“I was determined to do all I could to alter the narrative about Black people,” said Cicely Tyson in her autobiography, Just As I Am. This mammoth of a tale not only showcases Tyson’s character, but her discovered life doctrine. Her ideas and principles weren’t born with her, they arose from decades of work and experiences. Tyson’s life is a reminder that purposes are uncovered over time.
And Tyson had quite a few ambitions by the end of her life. A mixture of health beliefs, shifting the Black narrative in popular media, and offering opportunities to those creatives less fortunate than herself, just to name a few of Tyson’s ideologies. As I said before, Tyson didn’t set it out with these ideas. One day, as Tyson was walking through New York City to one of her receptionist jobs, a strange man on the street told her to consider an occupation in modeling. From there she fell into stage work and then cinema.
Her only requirement when accepting roles was that she had to ‘feel it.’ In her sixth sense sort of way, she needed her soul to accept the piece, the character. This pattern grew into her goal of showcasing the complex narrative of Black families in America. As Tyson was on a press tour for one of her earlier films, The Sounder, she was assaulted by questions from behind the white veil. White interviewers, who had never considered a Black person or a Black family aside from the stereotypes fed them during colonial times, were most confused by how similar Black families were to white ones. The prevailing question in Tyson’s mind, and my own, was something along the lines of, “Do Black families really have as loving a relationship as mine does, do Black children really say, ‘daddy’ like my son does?” I believe it was this press tour that directed Tyson towards ending the fetishization of the misunderstood Black narrative in America.
Although Tyson made strides in media for Black women and men, such as Tyler Perry, Viola Davis, Denzel Washington, and Angela Bassett, she by no means eliminated all of the racial barriers and prejudices in America. If the last fews years showcased anything, it has been the strength of hatred in America. Thankfully, there are many people working and fighting to not only shift racially motivated circumstances, but to educate individuals in a manner that would bring about the end of racism. By offering Critical Race Theory in public education and private institution classes, society would be extinguishing the thought process that is racism, the mind is the ignition point. The Sounder and The Autobiography of Jane Pitman and Roots are all media that have more than one thing in common. They not only star Cicely Tyson, but they also convey racial history and the emotional implications of such in America. Perhaps they should be required viewing for children.

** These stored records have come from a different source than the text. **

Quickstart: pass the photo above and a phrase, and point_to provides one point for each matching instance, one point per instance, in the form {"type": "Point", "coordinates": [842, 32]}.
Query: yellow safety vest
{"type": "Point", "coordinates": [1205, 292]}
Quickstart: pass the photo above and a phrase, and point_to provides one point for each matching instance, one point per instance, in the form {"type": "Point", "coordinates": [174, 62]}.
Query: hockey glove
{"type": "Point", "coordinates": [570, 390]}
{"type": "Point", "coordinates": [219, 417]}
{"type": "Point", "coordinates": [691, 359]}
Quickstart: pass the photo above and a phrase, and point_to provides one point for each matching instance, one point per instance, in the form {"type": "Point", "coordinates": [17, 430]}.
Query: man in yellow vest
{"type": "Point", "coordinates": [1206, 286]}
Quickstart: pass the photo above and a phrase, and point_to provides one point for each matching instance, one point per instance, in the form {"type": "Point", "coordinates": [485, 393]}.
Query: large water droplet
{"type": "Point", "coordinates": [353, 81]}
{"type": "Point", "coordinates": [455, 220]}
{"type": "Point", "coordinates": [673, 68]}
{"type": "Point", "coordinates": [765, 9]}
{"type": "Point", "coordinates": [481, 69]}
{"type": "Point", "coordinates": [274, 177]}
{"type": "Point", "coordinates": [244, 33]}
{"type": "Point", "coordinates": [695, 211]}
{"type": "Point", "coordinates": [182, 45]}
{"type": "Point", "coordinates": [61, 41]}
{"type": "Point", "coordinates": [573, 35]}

I am ashamed to admit that my understanding of Tyson was limited before this biography. I had recognized her face and voice in modern entertainment, here or there, but I never truly knew who she was and what she did. I don’t know whether or not that’s a personal failure or a social one. Her character was never brought to me as something I should know and admire for all of her work. I was never introduced to her as an artist or an activist. Or even as a teacher, she has an entire institution for young creatives that I never knew about. Perhaps it’s racism that social media or news outlets don’t talk about her enough, or interviewed her when they had the chance, but I fear its society’s obsession with nothingness that really hid her story. I am so thankful that she wrote this autobiography. Not only is it a necessary narrative to preserve, but Cicely Tyson’s legacy is a baton. Now pick it up and carry on with the work she left us.